We wandered the building, hearing about the various materials (jura limestone, basaltina stone, cherry and Appalachian white oak woods, and much glass) used in the construction.
The tour guide pointed out in each room the way that Taniguchi had lined up each of the “grout lines” across materials and throughout the building, and made special note of the two “floating” staircases to the second floor.
We wandered through the North Gallery and the Fayez Sarofim Grand Hall, noting the materials and the current exhibit. The Brown Foundation Performing Arts Theater was a huge hit, especially when we asked – and were granted – the opportunity to go onto the “spring” stage. The Edward Rudge Allen III Education Center overlooks the Green Garden, with jasmine, ivy, and bamboo, of course.
The Water Garden Terrace was most impressive, with a full floor-to-ceiling wall overlooking an infinity pool with a periodic vapor element.
The second tour focused on the art of the Asia Society. The current exhibition hanging in the North Gallery and the Grand Hall on display only until March 26 is DPRK: North Korean Portraits by Slovenian photographer Matjaz Tancic.
We picked up 3D glasses at the main desk to be able to see the pictures in full detail…
…as our guide discussed some of the difficulties the artist faced in photographing in North Korea’s capital city of Pyongyang, and pointed out a couple of the artists favorites.
But the majority of our time was spent in the main gallery, learning much about bamboo at the Modern Twist: Contemporary Japanese Bamboo Art exhibit.
The tour guide discussed the various ways that bamboo is important in Asian culture, from eating, to wearing, to building, and in more recent time, as an art form.
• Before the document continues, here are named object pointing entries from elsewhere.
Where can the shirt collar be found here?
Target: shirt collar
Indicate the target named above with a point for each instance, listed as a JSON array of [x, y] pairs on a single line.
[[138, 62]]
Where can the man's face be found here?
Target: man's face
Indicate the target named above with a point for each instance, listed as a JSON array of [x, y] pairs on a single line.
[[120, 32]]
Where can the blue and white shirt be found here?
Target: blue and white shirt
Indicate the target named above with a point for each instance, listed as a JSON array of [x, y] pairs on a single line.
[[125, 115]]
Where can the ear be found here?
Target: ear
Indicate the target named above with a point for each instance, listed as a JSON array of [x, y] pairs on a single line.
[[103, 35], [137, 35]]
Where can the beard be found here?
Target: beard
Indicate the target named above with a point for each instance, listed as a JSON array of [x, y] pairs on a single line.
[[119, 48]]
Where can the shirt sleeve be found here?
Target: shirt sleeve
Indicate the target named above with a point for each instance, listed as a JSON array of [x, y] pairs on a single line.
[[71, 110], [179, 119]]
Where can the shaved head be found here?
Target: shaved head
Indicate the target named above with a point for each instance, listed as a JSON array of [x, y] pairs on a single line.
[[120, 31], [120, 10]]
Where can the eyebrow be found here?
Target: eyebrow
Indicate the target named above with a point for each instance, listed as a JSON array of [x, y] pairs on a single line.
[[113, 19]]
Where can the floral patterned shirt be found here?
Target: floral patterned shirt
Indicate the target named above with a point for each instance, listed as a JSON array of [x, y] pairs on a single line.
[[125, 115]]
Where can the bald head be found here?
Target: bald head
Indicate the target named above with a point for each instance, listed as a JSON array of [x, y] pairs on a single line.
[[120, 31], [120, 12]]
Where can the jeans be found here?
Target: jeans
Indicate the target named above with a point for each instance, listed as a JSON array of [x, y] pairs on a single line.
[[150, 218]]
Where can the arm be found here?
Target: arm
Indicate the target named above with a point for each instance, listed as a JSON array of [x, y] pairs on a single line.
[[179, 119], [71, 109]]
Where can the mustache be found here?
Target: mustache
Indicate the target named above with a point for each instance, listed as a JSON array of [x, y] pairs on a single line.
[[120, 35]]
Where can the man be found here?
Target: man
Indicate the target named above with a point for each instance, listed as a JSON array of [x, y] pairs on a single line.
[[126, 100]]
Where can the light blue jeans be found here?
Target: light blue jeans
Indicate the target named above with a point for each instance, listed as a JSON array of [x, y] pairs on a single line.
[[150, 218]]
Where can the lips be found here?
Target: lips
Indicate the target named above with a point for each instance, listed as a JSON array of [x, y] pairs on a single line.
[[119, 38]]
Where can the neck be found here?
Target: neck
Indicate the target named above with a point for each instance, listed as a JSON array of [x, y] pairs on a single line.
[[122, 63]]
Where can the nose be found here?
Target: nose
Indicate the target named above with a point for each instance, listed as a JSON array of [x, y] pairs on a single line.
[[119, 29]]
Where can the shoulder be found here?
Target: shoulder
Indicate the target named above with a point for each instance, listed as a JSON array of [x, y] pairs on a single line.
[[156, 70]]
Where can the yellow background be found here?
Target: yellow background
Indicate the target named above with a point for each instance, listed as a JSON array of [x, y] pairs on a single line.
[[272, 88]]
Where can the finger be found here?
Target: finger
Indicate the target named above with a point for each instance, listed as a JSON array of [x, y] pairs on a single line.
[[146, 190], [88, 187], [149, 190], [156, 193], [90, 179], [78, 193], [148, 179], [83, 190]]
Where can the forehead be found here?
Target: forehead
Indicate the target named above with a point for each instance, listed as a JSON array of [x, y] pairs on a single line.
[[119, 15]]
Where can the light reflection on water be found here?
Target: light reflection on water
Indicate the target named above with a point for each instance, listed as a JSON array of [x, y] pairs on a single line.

In fact, most of the pieces take months if not years to make, just as bamboo artists take decades to perfect their art, learning how to harvest the right variety (of more than 1700 species), splitting, braiding, and forming it into beautiful shapes and designs in addition to the more original, functional uses.
The pieces represented a number of cultural icons, from warrior’s armor, to volcanoes, with a number of pieces representative of water elements, also important in the Japanese culture.
We stopped on the way back for a quick photo op at the We Heart Houston site on Interstate 10 at Thompson Street, the iconic sign designed by David Adickes, who has big ties to Huntsville…
…most notably in the form of A Tribute to Courage, the 67-foot tall Sam Houston that welcomed us home to Huntsville. Well, it welcomed those on the trip who were still awake…
We all had a good day, making new “international” friends, learning a few Chinese words, enjoying a new restaurant, and seeing the Asia Society – Texas Center from the insiders perspective.